NRZ 0.00% 1.3¢ neurizer ltd

******* have you read this?

  1. 24,765 Posts.
    "...The run was sparked by a Marathon statement issued to the ASX headlined: "World Class Uranium REE Polymetallic Ore System. Mt Gee Deposit JORC Compliant Resource Uranium. 33,200 tonnes U3O8."

    To the non-resource reader, that headline probably reads like a Kremlin code. The key word was uranium. Right now investors will flock to buy shares in any company that has found anything that glows in the dark. REE means rare earth elements, in this case a couple of rarely seen items on the periodic table of elements called lanthanum and cerium.

    Mt Gee and the neighbouring MtPainter are hills in the Flinders Ranges in South Australia that have been known for some half a century to possess deposits of low-grade radioactive elements. JORC is the Joint Ore Reserve Committee, which lays down a strict standard for the definition of mineral resources and reserves. Saying a resource is JORC compliant gives the estimate a seal of authenticity.

    The excitement about Marathon may have been further fuelled by an interview in Adelaide's The Advertiser of August 3 in which Marathon's chief executive, John Santich, was quoted as saying: "It's a magnificent ore body and something South Australia should be proud of."

    Marathon's ASX statement of August 2 made no reference to any recent drilling. The ASX statement said Marathon had been studying the archival database of drill results built up decades ago on Mt Gee by Exoil and CRA.

    It also said it had just got around to digitising the results from a deep drill hole sunk by Goldstream - another former owner - at Mt Gee back in 2002. From these bits of data, Marathon built a computer model in conjunction with the University of Mining and Metallurgy in Poland. From that model, they worked out they had a uranium resource.

    As far as Pierpont is concerned, this is pioneering technology. Your correspondent has never before heard of a JORC resource being established purely by computer.

    Marathon has obviously scored a great breakthrough, which will be welcomed by future generations of geology students. Instead of having to stumble about hot scrub while chipping away at bits of rock - or toiling in the heat of a rotary air blast drill on a sweaty hillside - geologists can sit in an air-conditioned office and fiddle with a computer model.

    Theoretically, Pierpont concedes it could be possible to establish a resource purely by computer from old drill results providing they were well enough defined and close enough together. But your correspondent has never previously seen it done.

    Meanwhile, we have a situation where three previous owners - Exoil, CRA and Goldstream - did all the exploration but never bothered making a resource estimate. Instead, the resource estimate has been made by a company that hasn't done any of the relevant exploration.

    Indeed, Pierpont is not sure Marathon has done any exploration at all because Doug Sprigg, who owns Arkaroola Station (which covers Mt Gee), says the Marathon chaps haven't been conducting any exploration up there recently.

    Dr John confirmed this. He said that as a result of the Exoil and CRA drilling, there were 53 kilometres of drill core, some of which had been beautifully documented. If you like, Marathon had the drilling done for them. The resource estimate was based on drill rigs - it just wasn't their drill rigs.

    For the benefit of readers who are innocent of geological mystique, Pierpont should explain there is a world of difference between a resource and a reserve. A resource is a mass of mineralised rock. Depending on how closely it has been assayed, it may be described as measured, indicated or merely inferred. It becomes a reserve only if it is rich enough to be mined economically.

    There are plenty of resources around Australia that will never become reserves because they're too low grade, too far from markets, too difficult to treat metallurgically or any one of a host of other reasons.
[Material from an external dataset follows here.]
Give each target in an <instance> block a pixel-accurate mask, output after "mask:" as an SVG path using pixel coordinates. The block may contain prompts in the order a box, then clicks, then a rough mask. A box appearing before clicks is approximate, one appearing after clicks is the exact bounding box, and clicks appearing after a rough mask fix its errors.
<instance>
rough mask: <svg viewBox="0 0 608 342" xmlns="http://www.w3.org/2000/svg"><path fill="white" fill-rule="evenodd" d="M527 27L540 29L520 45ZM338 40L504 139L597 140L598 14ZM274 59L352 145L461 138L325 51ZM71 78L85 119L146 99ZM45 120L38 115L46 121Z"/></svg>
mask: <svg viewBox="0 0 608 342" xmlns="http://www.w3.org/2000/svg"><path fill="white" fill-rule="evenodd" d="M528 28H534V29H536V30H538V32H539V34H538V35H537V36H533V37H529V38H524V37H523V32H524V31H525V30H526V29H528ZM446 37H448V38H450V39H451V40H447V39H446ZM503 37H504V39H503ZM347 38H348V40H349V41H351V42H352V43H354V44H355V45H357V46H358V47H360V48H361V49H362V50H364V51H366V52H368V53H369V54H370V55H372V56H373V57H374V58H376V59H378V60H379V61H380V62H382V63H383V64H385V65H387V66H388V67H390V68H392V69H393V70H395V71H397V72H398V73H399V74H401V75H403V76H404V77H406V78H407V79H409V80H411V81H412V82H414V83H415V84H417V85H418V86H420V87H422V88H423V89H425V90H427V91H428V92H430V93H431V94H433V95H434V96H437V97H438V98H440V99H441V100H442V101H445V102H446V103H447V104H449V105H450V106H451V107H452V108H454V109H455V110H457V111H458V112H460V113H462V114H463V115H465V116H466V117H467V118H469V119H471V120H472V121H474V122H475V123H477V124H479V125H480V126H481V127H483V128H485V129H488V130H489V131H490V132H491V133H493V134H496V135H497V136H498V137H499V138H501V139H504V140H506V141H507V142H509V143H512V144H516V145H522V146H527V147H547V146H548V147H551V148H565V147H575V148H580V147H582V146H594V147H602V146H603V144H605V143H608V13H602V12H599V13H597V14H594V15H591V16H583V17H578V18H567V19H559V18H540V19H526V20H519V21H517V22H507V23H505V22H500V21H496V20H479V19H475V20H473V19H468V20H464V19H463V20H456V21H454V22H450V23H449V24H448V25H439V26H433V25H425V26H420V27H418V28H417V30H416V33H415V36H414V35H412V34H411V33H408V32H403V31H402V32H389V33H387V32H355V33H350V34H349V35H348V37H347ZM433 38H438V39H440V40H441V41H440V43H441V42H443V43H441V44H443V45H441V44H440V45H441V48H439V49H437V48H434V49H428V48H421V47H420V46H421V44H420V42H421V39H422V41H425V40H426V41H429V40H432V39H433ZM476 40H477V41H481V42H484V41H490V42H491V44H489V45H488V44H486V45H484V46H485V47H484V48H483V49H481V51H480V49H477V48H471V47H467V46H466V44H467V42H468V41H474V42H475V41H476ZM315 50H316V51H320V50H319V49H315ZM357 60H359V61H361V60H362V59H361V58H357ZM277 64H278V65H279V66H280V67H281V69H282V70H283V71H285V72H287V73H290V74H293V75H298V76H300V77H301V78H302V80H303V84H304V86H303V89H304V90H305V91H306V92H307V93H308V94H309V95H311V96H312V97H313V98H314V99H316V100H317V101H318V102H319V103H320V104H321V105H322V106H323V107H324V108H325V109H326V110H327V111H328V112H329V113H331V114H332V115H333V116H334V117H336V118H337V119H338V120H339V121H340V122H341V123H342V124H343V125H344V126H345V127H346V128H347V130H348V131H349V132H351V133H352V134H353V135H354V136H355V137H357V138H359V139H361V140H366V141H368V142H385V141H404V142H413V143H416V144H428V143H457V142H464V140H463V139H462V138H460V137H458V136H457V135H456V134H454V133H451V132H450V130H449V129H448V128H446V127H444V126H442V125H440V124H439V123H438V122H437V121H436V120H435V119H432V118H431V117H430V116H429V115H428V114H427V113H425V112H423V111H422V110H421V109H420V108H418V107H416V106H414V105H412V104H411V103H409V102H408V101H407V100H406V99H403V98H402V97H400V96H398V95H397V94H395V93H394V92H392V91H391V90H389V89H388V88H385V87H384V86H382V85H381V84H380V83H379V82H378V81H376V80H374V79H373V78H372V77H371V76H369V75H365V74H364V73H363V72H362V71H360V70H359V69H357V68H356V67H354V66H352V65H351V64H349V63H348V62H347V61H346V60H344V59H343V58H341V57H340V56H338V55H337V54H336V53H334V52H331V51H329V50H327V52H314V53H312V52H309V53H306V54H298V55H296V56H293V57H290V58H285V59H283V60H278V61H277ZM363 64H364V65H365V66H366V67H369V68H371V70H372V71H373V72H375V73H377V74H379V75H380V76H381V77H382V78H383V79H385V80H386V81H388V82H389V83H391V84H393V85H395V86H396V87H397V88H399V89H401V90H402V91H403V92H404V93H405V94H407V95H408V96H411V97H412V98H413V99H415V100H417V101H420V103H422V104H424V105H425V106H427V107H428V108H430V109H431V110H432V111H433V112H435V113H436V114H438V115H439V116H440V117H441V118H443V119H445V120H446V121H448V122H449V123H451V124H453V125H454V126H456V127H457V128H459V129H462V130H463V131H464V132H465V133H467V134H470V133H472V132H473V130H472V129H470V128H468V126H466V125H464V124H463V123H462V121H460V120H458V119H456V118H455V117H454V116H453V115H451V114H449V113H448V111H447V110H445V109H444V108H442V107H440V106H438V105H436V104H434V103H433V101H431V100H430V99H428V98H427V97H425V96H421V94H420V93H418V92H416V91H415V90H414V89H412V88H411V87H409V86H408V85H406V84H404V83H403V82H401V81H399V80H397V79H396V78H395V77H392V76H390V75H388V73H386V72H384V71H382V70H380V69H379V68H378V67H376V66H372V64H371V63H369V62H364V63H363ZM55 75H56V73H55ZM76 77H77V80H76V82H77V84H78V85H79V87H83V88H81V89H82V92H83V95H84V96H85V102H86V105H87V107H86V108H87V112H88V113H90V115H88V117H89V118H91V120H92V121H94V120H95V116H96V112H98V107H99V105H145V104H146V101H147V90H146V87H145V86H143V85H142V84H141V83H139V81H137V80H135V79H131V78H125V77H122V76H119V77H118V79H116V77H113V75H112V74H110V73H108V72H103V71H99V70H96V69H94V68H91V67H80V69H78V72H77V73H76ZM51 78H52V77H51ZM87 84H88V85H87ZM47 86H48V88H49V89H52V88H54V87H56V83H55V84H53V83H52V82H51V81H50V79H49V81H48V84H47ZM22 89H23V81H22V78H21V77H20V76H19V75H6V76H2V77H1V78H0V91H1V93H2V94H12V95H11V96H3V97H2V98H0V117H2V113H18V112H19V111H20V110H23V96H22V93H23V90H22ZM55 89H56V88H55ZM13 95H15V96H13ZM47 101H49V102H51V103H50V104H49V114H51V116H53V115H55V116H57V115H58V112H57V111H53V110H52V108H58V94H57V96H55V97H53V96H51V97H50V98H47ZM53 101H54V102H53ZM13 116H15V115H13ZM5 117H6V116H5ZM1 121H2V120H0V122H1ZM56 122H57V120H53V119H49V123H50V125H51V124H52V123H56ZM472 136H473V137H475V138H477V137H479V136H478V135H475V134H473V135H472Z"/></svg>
    Mt Gee looks like it will remain a resource for at least the rest of Pierpont's lifetime. The ASX statement said the 33,200 tonnes was an inferred resource (which is the lowest level of confidence a geologist can express) containing 24,800 tonnes averaging 730 parts per million (0.073 per cent) uranium oxide and 8400 tonnes averaging 300 to 500 parts per million (0.03 to 0.05 per cent). These are low grades, which would need to be improved by at least one decimal place before Pierpont could get very excited.

    Dr John conceded that 730 ppm wasn't that exciting by itself, but said the study now gave Marathon the incentive to go out hunting for higher-grade deposits within the system. "When you have a big deposit, it is something to be optimistic about," he said. "Turning it into a mine is another matter."

    Going back a little further in history, it was only on July 8 that 2million vendor and 1.5million seed-capitalist shares in Marathon came out of escrow. That looked like great good luck for the holders, but Dr John said shareholders who were close to the company had not been selling in the recent flurry.

    As the chaps at the ASX haven't queried Marathon on its statement, Pierpont presumes they have accepted resources by computer modelling as a precedent, which other companies can now follow, and the ASX is as relaxed as if it were flying on Connie with Pierpont."